Unless otherwise defined herein, all terms used in this Note which are defined in the Indenture or Officers’ Certificate shall have the respective meanings assigned to them in the Indenture or Officers’ Certificate. References herein to “Agents” are to the Agents as defined in that certain Distribution Agreement, dated as of June 30, 2017, between the Company and such Agents, pursuant to which the Notes may be sold.

 

-16-


ABBREVIATIONS

The following abbreviations, when used in the inscription on the face of this instrument, shall be construed as though they were written out in full according to applicable laws or regulations:

TEN COM—as tenants in common

TEN ENT—as tenants by the entireties

JT TEN—as joint tenants with right of survivorship and not as tenants in common

UNIF GIFT MIN ACT—                             Custodian                                     

                                         (Cust)                                          (Minor)

                                             under Uniform Gift to Minors Act

                                                                                                                     

                                                                  (State)

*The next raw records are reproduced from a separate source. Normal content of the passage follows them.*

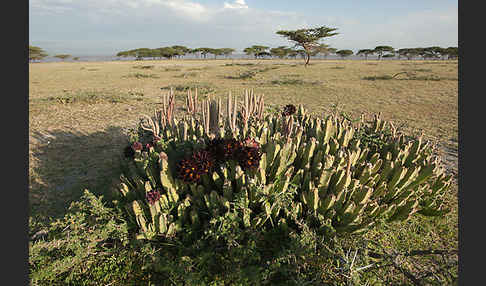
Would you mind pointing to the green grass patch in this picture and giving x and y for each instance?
(141, 75)
(186, 75)
(143, 67)
(239, 64)
(169, 69)
(242, 75)
(202, 88)
(293, 81)
(91, 97)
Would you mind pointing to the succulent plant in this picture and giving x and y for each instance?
(288, 110)
(245, 165)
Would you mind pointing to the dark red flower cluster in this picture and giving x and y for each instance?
(137, 146)
(249, 157)
(288, 110)
(246, 152)
(199, 163)
(152, 196)
(129, 152)
(223, 149)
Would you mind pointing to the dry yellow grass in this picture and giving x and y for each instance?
(78, 112)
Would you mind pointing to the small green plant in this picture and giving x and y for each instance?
(202, 88)
(169, 69)
(242, 75)
(141, 75)
(90, 245)
(187, 74)
(239, 64)
(378, 77)
(92, 97)
(143, 67)
(293, 81)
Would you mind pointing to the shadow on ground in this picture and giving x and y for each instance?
(64, 163)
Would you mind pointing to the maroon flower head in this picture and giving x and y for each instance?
(129, 152)
(249, 157)
(223, 149)
(288, 110)
(204, 160)
(137, 146)
(250, 142)
(188, 170)
(152, 196)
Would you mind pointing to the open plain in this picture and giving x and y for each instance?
(79, 114)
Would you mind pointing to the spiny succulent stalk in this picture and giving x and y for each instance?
(288, 110)
(340, 182)
(153, 196)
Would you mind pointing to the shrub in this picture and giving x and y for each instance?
(90, 245)
(242, 75)
(141, 75)
(269, 172)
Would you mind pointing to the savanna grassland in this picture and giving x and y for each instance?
(79, 113)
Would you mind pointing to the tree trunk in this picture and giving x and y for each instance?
(307, 59)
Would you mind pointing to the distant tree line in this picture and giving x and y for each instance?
(281, 52)
(174, 52)
(410, 53)
(36, 53)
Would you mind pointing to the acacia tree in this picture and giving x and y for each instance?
(256, 50)
(36, 53)
(280, 52)
(380, 50)
(62, 57)
(325, 50)
(452, 52)
(308, 39)
(365, 52)
(227, 51)
(344, 53)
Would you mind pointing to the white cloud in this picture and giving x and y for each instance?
(155, 23)
(238, 4)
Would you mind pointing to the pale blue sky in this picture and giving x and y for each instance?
(104, 27)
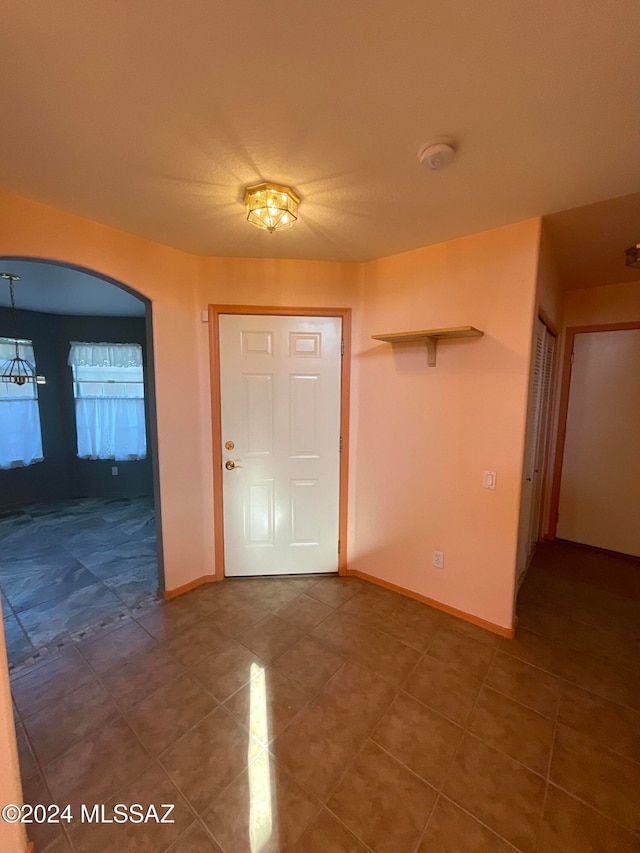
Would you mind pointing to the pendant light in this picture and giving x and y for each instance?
(17, 369)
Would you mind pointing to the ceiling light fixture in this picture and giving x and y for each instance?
(632, 256)
(271, 207)
(17, 370)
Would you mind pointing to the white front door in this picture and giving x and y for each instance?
(280, 417)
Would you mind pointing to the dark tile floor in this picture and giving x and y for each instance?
(326, 715)
(65, 567)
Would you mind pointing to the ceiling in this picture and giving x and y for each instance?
(60, 290)
(152, 117)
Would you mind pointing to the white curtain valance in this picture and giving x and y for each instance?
(105, 355)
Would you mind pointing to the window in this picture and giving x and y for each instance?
(20, 433)
(108, 388)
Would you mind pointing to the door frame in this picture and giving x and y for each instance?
(563, 408)
(216, 415)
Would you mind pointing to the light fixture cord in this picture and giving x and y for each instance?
(13, 326)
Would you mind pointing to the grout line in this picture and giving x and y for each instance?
(480, 821)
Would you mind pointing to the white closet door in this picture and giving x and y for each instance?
(600, 486)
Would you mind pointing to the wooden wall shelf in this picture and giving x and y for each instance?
(430, 338)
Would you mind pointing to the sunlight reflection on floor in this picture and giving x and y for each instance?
(260, 808)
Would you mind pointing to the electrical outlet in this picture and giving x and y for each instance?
(489, 480)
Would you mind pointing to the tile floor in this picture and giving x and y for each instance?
(327, 715)
(67, 566)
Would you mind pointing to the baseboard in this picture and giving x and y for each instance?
(187, 587)
(509, 633)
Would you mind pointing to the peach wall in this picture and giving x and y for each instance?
(426, 435)
(612, 303)
(12, 836)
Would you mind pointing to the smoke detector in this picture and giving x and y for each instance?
(437, 154)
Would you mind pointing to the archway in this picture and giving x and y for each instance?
(70, 327)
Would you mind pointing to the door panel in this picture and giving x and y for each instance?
(600, 487)
(280, 406)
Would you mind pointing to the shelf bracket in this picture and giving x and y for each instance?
(430, 344)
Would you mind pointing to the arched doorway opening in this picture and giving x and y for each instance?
(80, 516)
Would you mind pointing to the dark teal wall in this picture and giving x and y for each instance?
(62, 475)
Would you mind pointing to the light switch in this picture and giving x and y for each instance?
(489, 480)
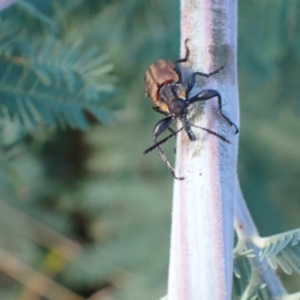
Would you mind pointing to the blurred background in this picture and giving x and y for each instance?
(83, 214)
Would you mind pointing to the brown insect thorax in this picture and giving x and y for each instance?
(161, 82)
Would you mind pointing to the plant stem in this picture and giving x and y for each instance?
(203, 203)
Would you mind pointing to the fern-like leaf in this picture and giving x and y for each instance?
(54, 84)
(282, 250)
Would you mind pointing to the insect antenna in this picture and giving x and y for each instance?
(221, 137)
(162, 141)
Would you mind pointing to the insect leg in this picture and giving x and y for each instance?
(207, 95)
(159, 128)
(192, 78)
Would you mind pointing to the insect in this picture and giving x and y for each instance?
(163, 82)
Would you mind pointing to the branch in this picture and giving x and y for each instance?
(202, 218)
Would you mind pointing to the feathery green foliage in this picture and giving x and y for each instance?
(87, 209)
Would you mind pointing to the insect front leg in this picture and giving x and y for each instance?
(192, 78)
(159, 128)
(207, 95)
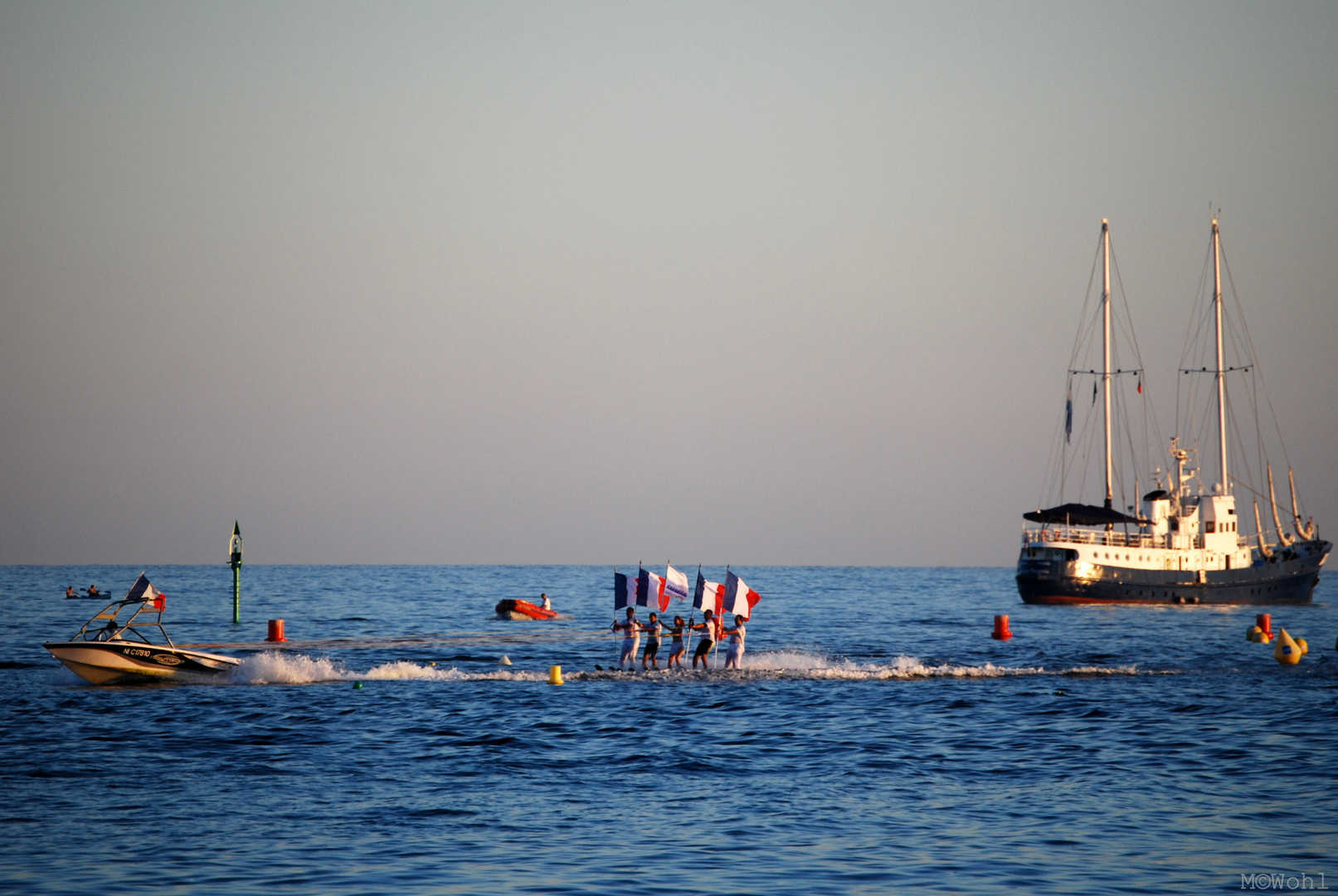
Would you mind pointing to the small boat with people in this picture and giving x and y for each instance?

Additional abbreviations may be used though not in the above list.

 

-17-


ASSIGNMENT

FOR VALUE RECEIVED, the undersigned hereby sell(s), assign(s) and transfer(s) unto

PLEASE INSERT SOCIAL SECURITY

OR OTHER IDENTIFYING NUMBER

OF ASSIGNEE

 

                                                                                                                                                                                                         

(Name and address of assignee, including zip code, must be printed or typewritten)

the within Note, and all rights thereunder, hereby irrevocably constituting and appointing                                                          

attorney to transfer said Note on the books of the within Company, with full power of substitution in the premises.

 

Dated   

                              

     

 

        

 

NOTICE: The signature to this assignment must correspond with the name as written upon the within Note in every particular, without alteration or enlargement or any change whatever and must be guaranteed by a commercial bank or trust company having its principal office or a correspondent in New York City or by a member of the New York Stock Exchange.